You’re not alone. Edgar Allan Poe named it ‘The Imp of the Perverse’ the thought that ‘chills the very marrow of our bones with the fierceness of the delight of its horror’ It’s perfectly normal, and it seems we’ve all got it. According to psychology professor Dan Wegner, ‘knowing the worst that could happen is essential for control.’ If we didn’t know what could go wrong, we wouldn’t know how to avoid it – so our subconscious minds come up with worst-case scenarios and our conscious minds ensure we don’t let them occur. Our conscious minds, then, are essential watchmen, keeping an eye on us to make sure that we don’t do anything too perilously silly.’[2]

The problem today is that in an emotional moment we can share something that a huge number of people then read on facebook or twitter and are shocked or hurt by. We are all increasingly public people and that brings dangers which are only counteracted with careful control of our tongue whether it is said our loud or written down.

For those thinking ‘I haven’t got any of this new technology so that doesn’t affect me’ you’re wrong. Friends, family, neighbours do and they may say something in this rash way and you get to hear about it. You may be outraged, shocked or deeply hurt and have to say something back. But here we are back full circle. We need to keep control of our tongue, listen, empathise and respond carefully.

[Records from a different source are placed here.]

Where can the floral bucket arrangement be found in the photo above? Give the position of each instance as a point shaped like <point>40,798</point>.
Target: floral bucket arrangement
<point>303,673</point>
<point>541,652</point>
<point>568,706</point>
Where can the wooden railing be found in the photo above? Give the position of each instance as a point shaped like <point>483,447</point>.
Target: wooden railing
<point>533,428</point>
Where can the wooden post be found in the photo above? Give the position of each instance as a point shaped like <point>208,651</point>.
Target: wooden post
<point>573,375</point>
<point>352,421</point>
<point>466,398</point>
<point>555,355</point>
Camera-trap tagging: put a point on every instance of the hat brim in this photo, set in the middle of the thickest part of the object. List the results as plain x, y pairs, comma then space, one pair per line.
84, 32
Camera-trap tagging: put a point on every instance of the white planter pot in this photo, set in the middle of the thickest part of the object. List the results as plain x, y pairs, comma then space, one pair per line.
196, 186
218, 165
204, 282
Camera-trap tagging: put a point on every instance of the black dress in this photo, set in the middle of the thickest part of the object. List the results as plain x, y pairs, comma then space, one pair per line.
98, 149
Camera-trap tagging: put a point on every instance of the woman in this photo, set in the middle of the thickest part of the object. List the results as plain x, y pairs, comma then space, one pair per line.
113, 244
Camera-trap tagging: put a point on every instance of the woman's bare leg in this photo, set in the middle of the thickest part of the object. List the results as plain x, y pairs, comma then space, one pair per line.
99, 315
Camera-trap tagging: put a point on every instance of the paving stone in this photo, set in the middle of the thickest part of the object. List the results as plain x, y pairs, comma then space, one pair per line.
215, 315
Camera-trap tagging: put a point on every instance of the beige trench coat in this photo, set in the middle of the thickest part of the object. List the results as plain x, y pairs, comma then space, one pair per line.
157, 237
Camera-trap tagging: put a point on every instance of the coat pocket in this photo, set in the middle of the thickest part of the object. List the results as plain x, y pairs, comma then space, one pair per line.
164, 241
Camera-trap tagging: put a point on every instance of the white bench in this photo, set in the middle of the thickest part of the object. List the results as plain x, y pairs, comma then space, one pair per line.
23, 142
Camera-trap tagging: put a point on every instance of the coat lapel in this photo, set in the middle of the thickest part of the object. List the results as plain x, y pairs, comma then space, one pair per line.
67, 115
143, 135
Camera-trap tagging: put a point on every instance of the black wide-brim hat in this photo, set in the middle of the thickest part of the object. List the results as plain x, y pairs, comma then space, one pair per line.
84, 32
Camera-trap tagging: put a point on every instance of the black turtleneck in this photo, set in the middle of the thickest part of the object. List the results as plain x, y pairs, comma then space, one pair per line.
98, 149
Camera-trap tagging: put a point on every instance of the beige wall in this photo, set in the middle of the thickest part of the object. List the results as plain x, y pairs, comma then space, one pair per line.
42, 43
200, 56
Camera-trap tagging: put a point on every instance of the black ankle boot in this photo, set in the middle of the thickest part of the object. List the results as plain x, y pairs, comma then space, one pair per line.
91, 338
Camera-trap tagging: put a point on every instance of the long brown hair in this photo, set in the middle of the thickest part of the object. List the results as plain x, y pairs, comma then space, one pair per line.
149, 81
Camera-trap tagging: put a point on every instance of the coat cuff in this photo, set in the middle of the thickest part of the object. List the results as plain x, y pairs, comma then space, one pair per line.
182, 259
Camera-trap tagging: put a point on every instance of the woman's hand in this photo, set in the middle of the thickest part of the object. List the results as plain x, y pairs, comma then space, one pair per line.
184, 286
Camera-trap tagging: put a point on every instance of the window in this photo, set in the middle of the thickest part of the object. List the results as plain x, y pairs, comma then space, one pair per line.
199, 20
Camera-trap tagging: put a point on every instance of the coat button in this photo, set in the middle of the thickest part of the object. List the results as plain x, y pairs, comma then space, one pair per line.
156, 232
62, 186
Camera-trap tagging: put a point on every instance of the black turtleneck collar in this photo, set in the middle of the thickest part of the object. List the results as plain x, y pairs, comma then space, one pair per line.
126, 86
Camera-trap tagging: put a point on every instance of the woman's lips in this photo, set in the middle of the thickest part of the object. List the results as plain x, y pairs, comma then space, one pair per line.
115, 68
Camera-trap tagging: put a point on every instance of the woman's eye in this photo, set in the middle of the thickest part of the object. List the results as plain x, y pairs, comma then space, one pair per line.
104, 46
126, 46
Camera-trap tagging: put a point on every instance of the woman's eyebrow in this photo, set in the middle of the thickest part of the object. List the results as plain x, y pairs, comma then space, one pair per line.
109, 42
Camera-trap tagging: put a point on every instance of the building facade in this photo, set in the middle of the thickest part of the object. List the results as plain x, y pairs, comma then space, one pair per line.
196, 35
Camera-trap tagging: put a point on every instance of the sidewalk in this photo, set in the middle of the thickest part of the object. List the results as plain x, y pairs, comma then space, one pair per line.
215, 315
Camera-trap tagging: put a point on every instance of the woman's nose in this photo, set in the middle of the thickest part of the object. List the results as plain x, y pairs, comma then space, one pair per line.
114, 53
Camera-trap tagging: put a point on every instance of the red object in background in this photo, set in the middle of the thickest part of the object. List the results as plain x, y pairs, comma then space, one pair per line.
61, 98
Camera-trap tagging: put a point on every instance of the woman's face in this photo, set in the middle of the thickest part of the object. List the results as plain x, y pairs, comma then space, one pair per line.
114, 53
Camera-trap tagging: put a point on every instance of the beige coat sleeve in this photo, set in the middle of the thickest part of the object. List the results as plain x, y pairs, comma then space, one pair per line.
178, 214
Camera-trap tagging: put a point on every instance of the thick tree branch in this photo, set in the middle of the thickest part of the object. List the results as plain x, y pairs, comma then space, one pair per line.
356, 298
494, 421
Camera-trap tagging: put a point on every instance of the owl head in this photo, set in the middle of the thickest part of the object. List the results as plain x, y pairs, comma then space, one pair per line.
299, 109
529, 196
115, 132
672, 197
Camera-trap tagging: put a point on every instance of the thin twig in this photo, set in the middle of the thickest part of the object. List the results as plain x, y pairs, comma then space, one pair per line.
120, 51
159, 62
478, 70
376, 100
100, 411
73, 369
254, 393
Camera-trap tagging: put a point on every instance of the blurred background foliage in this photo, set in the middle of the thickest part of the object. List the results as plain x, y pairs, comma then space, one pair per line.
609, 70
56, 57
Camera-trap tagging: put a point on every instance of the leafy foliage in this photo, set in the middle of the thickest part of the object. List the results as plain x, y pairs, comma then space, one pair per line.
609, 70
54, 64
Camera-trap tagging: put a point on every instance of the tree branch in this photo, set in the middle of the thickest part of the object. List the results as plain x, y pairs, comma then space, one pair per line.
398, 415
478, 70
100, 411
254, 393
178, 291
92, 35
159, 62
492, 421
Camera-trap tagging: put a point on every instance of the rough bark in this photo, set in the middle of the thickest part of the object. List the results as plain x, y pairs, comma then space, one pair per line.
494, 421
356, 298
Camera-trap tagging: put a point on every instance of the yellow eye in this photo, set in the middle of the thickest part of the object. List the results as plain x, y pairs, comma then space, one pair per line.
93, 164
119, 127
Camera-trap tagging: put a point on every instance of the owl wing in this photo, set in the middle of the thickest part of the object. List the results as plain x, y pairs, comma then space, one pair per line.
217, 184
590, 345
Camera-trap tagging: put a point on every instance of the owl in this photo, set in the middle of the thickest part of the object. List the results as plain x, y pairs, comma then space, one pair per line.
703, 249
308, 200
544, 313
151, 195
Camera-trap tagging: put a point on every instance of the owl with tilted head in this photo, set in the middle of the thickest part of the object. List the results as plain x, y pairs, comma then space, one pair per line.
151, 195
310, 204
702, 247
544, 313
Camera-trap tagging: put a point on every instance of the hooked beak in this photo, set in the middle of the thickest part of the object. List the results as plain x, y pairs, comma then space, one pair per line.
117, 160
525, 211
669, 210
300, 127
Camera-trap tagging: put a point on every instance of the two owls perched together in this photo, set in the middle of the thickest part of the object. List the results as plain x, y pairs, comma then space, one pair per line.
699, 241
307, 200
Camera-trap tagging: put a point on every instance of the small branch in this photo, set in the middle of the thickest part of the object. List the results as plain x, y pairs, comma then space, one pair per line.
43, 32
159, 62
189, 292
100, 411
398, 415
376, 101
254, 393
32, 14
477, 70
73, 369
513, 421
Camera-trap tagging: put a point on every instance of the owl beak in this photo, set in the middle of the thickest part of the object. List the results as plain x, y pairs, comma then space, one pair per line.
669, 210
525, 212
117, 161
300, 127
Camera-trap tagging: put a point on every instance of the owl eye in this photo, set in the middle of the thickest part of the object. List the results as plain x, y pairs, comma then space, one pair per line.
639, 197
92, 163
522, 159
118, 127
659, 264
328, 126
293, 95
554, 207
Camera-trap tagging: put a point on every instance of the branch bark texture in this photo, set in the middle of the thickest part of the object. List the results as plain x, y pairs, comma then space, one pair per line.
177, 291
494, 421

As I heard in a film I saw last week, with our tongue we must make the choice between what is right and what is easy.


We pray for all who bear the responsibility of working with words:
for lawyers and journalists, novelists and poets:
give them wisdom,
for wisdom reaches mightily
from one end of the earth to the other,
and orders all things well.

We pray for all who are victims of words ill-used:
for those bullied by rumours, those belittled by ridicule,
those befuddled by complex instructions
or the words of unsympathetic officials:
give them wisdom,
for wisdom reaches mightily
from one end of the earth to the other,
and orders all things well.

Lord, make us sensitive to your wisdom as we exercise
whatever responsibilities are given to us, give us wisdom:
for wisdom reaches mightily
from one end of the earth to the other,
and orders all things well.

Sometimes, Lord, I think I know it all;
all lessons learned, complete self-control.
Then something happens, and I lose it;
my tongue runs away with me.
Words of anger and vitriol pour from my mouth;
my tongue lashes out like a viper.
Change me from within, O God,
so that good things trip from my tongue.